Bloomberg reported Monday that the interbank lending rate is now basically set by a total of six banks, something that did not happen before the scandal erupted while 18 banks still submitted daily rates for consideration. And even as the pool of banks has shrunk, the range of borrowing costs has broadened as more banks require collateral for interbank lending—making the “benchmark” less a measure of reality, perhaps, than it was pre-scandal.

For the past four months, according to data compiled by Bloomberg, the same six banks—Bank of America Corp., Citigroup Inc., Bank of Tokyo Mitsubishi UFJ Ltd., Royal Bank of Canada, Sumitomo Mitsui Financial Group Inc. and Lloyds Banking Group Plc—have been the rate setters nearly every day, something that two years ago was unheard of.

A total of 18 banks have been designated as contributors to the rate, and the top four highest and lowest are stripped out as a matter of routine. In 2012, none of those 18 banks made it into the final rate every day. However, in the four months since June 6, Bank of America, Citigroup, BTM and RBC made it into all 87 of the fixings. Sumitomo’s data missed being used once; Lloyds’s, twice—both times last week.
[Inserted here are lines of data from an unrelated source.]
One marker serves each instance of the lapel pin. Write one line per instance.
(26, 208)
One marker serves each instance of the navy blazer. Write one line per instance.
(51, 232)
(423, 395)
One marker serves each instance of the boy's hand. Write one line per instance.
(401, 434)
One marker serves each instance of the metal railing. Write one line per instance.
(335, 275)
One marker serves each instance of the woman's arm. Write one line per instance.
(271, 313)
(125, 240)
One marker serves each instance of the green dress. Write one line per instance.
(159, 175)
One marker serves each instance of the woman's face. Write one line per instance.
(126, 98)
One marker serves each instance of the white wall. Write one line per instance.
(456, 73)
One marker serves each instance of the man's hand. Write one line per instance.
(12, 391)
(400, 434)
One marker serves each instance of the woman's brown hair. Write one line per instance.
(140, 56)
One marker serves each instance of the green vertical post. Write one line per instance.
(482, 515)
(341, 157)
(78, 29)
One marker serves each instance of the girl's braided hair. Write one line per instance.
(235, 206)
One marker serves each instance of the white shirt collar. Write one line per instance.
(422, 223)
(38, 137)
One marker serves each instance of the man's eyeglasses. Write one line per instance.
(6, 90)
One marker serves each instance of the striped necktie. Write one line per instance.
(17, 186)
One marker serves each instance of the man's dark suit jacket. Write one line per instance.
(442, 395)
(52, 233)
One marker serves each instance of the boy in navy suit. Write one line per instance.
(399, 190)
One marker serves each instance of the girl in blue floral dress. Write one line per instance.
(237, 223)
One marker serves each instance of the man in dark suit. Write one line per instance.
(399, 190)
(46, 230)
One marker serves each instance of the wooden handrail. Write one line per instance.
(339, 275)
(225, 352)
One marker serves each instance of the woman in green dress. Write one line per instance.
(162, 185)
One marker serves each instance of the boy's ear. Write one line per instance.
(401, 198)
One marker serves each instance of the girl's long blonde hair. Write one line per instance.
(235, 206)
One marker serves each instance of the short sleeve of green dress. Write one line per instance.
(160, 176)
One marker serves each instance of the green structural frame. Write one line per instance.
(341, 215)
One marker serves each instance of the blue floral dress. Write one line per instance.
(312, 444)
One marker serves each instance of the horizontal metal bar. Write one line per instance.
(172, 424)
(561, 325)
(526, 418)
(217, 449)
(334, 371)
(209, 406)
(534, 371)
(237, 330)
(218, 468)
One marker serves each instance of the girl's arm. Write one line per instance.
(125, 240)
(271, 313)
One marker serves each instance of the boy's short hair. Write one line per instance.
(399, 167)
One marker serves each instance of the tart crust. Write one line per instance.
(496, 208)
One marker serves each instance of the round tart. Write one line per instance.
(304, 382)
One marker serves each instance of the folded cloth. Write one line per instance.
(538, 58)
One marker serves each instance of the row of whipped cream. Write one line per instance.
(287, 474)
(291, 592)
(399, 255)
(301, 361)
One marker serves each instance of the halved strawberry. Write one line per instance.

Citigroup’s estimate, 0.45%, was unchanged till the end of July, when it started to fall. As of Oct. 5 it was 0.34%. BTM’s was 0.46% till July 27, falling after that to 0.35% by last week, and Bank of America left its submission unchanged from 0.47% till Aug. 2. On Oct. 5 it submitted a rate of 0.39%.

Other banks, such as HSBC Holdings Plc at the low end of submissions and Société Générale SA and Credit Agricole at the high end, have been shut out of the LIBOR process—the latter two for the past four months.

LIBOR is supposed to indicate the cost of unsecured lending between banks, but more and more, banks are requiring collateral before they will part with funds. Because of that, the gap between highs and lows has increasingly grown, with the same institutions always in the middle, determining the rate and the others cut out of the process.

In 2011, highest and lowest submissions were separated by a mere 0.1% over the four months from June through September; this year, the gap has grown to an average of 0.32%.

“You have a core group setting the rate and that’s a major concern,” said Bret Barker in the report. Barker, a money manager at Los Angeles-based TCW Group Inc., which oversees $128 billion, added, “It’s going to be very tough to fix that and very tough to replace LIBOR.”